Comment nous surveillons les oiseaux

Les données sur l’état des populations d’oiseaux du Canada viennent d’un grand nombre de programmes de surveillance, reflétant ainsi la diversité des habitats et des comportements des oiseaux.

Photo d'un Gros-bec errant à une mangeoire
Les changements dans le nombre de Gros-becs
errants sont surveillés principalement par des béné-
voles qui au dénombrement des oiseaux de Noël
et au projet FeederWatch. (Photo: Gord Belyea)
Beaucoup de programmes de surveillance misent sur la compétence et le dévouement de dizaines de milliers de bénévoles qui fournissent leur temps et leur savoir-faire. Les programmes sont conçus pour des bénévoles possédant divers niveaux d’aptitudes, autant des ornithologues spécialistes qui peuvent identifier chaque espèce d’oiseaux nicheurs vus ou entendus, que des débutants qui ne connaissent que les oiseaux communs de leur cour. Certains programmes se déroulent pendant la saison de reproduction, notamment le Relevé des oiseaux nicheurs de l’Amérique du Nord (BBS), les atlas des oiseaux nicheurs, les relevés des hiboux et les relevés de surveillance des marais. D’autres surveillent les oiseaux pendant la migration, notamment le Réseau canadien de surveillance des migrations et les relevés de migration des oiseaux de rivage, ou pendant l’hiver, comme le Recensement des oiseaux de Noël et le projet FeederWatch. Les programmes de feuillets d’observation d’oiseaux, comme eBird et Étude des populations d'oiseaux du Québec (ÉPOQ), sont des programmes moins formels qui se déroulent tout au long de l’année et qui encouragent les ornithologues amateurs à consigner toutes leurs observations chaque fois qu’ils vont observer les oiseaux. De nombreux programmes combinent la collecte de données avec l’éducation et les loisirs, créant ainsi un intérêt du public pour la conservation des oiseaux.

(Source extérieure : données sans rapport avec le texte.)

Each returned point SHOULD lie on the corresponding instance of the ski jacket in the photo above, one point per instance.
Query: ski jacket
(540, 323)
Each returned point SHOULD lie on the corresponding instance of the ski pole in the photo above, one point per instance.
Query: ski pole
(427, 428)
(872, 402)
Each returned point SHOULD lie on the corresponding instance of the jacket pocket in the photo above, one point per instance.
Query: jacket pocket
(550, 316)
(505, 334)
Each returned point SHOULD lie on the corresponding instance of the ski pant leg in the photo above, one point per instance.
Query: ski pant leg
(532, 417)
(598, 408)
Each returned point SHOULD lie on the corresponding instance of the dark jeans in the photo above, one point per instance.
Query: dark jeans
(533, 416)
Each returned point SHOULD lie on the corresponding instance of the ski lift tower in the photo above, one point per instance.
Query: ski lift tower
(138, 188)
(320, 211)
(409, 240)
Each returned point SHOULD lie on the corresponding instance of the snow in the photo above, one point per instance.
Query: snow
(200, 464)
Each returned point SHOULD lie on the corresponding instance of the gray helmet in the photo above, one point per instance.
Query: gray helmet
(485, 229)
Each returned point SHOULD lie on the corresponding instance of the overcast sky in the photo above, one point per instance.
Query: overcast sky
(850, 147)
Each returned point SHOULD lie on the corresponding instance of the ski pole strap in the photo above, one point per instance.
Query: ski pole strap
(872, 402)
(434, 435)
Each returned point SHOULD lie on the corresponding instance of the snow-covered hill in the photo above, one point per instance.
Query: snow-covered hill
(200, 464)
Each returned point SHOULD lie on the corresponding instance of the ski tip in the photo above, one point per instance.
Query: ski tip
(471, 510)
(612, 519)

Photo de deux bénévoles effectuant un dénombrement d'oiseaux
Les bénévoles compétents qui participent aux
relevés pendant la saison de reproduction
peuvent identifier les oiseaux en les voyant
ou en entendant leurs chants. (Photo: Bird
Studies Canada)
D’autres programmes de surveillance misent sur les biologistes professionnels qui profitent d’une formation spécialisée et d’un soutien logistique. Les relevés de la sauvagine en nidification impliquent un dénombrement aérien des oiseaux à l’aide d’hélicoptères et d’aéronefs à voilure fixe, habituellement coordonné avec des équipes au sol pour estimer la proportion d’oiseaux détectés depuis les airs. Les relevés des oiseaux de mer coloniaux nécessitent souvent l’emploi d’embarcations ou d’avions pour atteindre les colonies, et les biologistes doivent composer avec de nombreux dangers, y compris les falaises et les ours polaires, tout en évitant de perturber les oiseaux.

Photo d'un hydravion à flotteurs volant au dessus d'un paysage de milieux humides
Le Service canadien de la faune collabore avec le
le United States Fish and Wildlife Service des
États-Unis pour faire le relevé de la sauvagine
à partir d’avions dans l’Arctique et de nombreuses
autres régions du Canada. (Photo: U.S. Fish and
Wildlife Service)
On examine de nouvelles technologies dans le but d’améliorer les programmes de surveillance. Les photographies numériques et les analyses automatisées par ordinateur peuvent servir à dénombrer les oiseaux de mer en nidification sur les falaises, ou les colonies d’Oies des neiges. Les enregistrements sonores peuvent aider à surveiller des oiseaux chanteurs pendant la saison de reproduction. On peut suivre les oiseaux migrateurs à l’aide d’un radar et des enregistrements de leurs cris d’appel nocturnes. Ces outils peuvent tous aider à améliorer la surveillance à l’avenir.

Graphique illustrant le nombre d'observations soumises par des bénévoles à divers programmes de suivi des populations d'oiseaux au Canada de 1970 à 2010
Depuis 1900, moment où une poignée d’ornithologues amateurs a commencé le recensement des oiseaux de Noël au Canada, le nombre d’observations fournies par les recenseurs d’oiseaux bénévoles aux programmes de surveillance des oiseaux du Canada a crû de façon exponentielle, menant de ce fait à une précision plus grande et une meilleure couverture géographique des programmes de surveillance des oiseaux au Canada.